Julian Roger Torres v. State
Court of Civil Appeals of Texas · Decided February 3, 2005

Julian Roger Torres v. State

Opinion

Opinion issued February 3, 2005












In The

Court of Appeals

For The

First District of Texas

____________


NO. 01-04-00781-CR

____________


JULIAN ROGER TORRES, Appellant


V.


THE STATE OF TEXAS, Appellee





On Appeal from the 212th District Court

Galveston County, Texas

Trial Court Cause No. 01CR0347




 

MEMORANDUM OPINION

               Appellant, Julian Roger Torres, pleaded guilty to aggravated sexual assault. In accordance with a plea bargain agreement, the trial court deferred adjudication of guilt and placed appellant on community supervision for 10 years. The State subsequently filed a motion to adjudicate guilt. Appellant agreed to the State’s plea offer of 25 years’ confinement and pleaded true to some allegations in the State’s motion and not true to others. The trial court found all the allegations in the State’s motion to be true, found appellant guilty of aggravated sexual assault, and sentenced appellant to confinement for 25 years. We affirm.

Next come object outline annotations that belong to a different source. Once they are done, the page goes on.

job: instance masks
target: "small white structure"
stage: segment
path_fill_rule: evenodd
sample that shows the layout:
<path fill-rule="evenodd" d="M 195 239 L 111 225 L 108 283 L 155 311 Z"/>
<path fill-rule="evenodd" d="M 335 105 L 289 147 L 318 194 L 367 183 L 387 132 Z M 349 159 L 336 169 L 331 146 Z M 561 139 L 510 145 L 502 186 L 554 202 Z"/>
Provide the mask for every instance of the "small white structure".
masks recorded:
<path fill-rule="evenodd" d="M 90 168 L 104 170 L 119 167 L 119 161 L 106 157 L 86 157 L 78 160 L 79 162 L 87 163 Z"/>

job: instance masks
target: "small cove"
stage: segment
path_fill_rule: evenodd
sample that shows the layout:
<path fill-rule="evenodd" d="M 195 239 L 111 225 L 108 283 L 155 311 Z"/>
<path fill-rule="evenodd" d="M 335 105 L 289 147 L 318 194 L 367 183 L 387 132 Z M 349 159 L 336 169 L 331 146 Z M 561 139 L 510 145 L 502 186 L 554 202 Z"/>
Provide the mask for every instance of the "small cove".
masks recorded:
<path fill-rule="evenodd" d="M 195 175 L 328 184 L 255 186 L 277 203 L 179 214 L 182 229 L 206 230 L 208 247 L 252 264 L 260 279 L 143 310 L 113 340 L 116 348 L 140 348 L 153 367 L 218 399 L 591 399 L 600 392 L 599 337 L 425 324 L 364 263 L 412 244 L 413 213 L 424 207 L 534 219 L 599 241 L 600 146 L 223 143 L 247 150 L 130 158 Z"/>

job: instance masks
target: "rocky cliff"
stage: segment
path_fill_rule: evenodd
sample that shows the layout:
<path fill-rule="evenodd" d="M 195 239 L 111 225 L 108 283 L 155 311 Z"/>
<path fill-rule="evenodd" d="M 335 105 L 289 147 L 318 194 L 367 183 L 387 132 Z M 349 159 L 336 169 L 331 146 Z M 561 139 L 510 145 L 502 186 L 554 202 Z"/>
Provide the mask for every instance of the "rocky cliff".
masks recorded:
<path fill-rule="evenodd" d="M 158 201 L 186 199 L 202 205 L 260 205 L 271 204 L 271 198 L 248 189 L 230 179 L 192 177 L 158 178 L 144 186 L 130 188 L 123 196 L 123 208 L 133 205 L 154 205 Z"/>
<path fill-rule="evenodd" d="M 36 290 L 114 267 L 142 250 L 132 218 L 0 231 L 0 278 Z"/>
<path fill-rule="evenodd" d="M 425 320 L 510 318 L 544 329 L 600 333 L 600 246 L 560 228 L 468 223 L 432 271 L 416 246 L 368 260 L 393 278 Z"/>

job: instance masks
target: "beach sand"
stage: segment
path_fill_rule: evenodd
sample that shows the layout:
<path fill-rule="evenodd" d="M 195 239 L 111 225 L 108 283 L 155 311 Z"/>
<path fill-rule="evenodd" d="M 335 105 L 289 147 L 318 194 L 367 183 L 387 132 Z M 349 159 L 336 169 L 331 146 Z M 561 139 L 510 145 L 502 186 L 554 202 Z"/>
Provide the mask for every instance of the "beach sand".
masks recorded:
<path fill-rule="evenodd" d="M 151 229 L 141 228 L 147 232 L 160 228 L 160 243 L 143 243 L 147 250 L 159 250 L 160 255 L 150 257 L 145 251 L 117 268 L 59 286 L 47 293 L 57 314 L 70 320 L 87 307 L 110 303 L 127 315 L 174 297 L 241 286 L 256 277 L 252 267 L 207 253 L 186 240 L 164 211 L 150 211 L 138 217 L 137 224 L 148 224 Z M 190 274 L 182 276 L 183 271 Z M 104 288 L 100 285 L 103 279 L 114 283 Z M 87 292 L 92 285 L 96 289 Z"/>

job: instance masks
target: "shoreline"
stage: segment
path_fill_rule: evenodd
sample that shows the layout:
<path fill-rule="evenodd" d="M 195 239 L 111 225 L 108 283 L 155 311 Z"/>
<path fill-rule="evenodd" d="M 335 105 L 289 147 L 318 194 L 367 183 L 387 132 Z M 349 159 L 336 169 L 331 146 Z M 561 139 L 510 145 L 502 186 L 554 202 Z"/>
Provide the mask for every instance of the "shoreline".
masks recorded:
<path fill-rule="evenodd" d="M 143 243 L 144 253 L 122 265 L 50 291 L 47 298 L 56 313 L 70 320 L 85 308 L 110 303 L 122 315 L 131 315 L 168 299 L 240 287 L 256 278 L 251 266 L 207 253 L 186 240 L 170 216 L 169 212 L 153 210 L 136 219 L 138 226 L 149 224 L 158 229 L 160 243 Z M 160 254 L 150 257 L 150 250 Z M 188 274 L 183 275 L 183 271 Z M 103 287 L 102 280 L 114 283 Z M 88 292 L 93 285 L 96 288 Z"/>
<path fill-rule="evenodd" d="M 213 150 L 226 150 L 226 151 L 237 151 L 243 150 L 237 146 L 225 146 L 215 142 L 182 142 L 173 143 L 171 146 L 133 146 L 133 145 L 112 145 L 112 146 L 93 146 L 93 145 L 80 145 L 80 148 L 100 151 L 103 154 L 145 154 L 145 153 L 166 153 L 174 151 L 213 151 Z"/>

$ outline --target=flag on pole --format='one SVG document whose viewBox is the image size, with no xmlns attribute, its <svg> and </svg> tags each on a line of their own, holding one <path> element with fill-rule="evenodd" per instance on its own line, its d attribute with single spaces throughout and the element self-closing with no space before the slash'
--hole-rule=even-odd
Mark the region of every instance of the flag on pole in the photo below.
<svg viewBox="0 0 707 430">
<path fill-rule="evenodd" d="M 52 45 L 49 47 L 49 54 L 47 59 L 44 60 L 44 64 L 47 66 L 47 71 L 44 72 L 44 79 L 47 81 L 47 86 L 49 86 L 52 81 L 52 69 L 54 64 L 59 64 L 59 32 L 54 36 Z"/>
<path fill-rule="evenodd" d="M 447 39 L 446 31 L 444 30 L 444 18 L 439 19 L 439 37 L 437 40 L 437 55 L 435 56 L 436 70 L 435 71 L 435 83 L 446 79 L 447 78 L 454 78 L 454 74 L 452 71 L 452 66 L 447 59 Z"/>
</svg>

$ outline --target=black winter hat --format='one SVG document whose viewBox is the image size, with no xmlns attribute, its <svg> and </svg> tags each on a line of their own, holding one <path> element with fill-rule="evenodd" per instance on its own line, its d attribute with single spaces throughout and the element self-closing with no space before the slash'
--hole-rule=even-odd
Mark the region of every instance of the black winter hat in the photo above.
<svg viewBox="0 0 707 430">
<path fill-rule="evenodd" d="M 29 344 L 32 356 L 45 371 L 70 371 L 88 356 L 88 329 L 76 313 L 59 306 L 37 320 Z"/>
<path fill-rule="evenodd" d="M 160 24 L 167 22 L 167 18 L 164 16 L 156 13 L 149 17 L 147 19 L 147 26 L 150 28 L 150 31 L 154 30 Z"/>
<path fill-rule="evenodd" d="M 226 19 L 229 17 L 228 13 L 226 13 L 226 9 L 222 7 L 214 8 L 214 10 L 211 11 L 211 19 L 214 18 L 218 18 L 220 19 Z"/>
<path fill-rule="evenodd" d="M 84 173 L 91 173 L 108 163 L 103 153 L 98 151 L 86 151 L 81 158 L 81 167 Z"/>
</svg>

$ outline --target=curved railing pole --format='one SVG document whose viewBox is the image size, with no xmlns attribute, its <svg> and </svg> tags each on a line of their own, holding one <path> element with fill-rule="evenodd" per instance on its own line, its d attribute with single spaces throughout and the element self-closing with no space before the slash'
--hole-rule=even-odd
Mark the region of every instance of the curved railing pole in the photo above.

               Appellant’s court-appointed counsel filed a motion to withdraw as counsel and a brief concluding that this appeal is without merit. Counsel’s brief meets the requirements of Anders v. California, 386 U.S. 738, 744, 87 S. Ct. 1396, 1400 (1967), by presenting a professional evaluation of the record that demonstrates the lack of arguable grounds of error. See High v. State, 573 S.W.2d 807, 811 (Tex. Crim. App. 1978); Moore v. State, 845 S.W.2d 352, 353 (Tex. App.—Houston [1st Dist.] 1992, pet. ref’d).

               Counsel represents that he served a copy of the brief on appellant. Counsel also advised appellant of his right to examine the appellate record and file a pro se brief. See Stafford v. State, 813 S.W.2d 503, 510 (Tex. Crim. App. 1991). More than 30 days have passed, and appellant has not filed a pro se brief. We have carefully reviewed the record and counsel’s brief. We find no reversible error in the record, and agree that the appeal is without merit.

               We therefore affirm the judgment of the trial court.

               We grant counsel’s motion to withdraw. See Stephens v. State, 35 S.W.3d 770, 771 (Tex. App.—Houston [1st Dist.] 2000, no pet.).

PER CURIAM

Panel consists of Justices Taft, Keyes, and Hanks.

Do not publish. Tex. R. App. P. 47.2(b).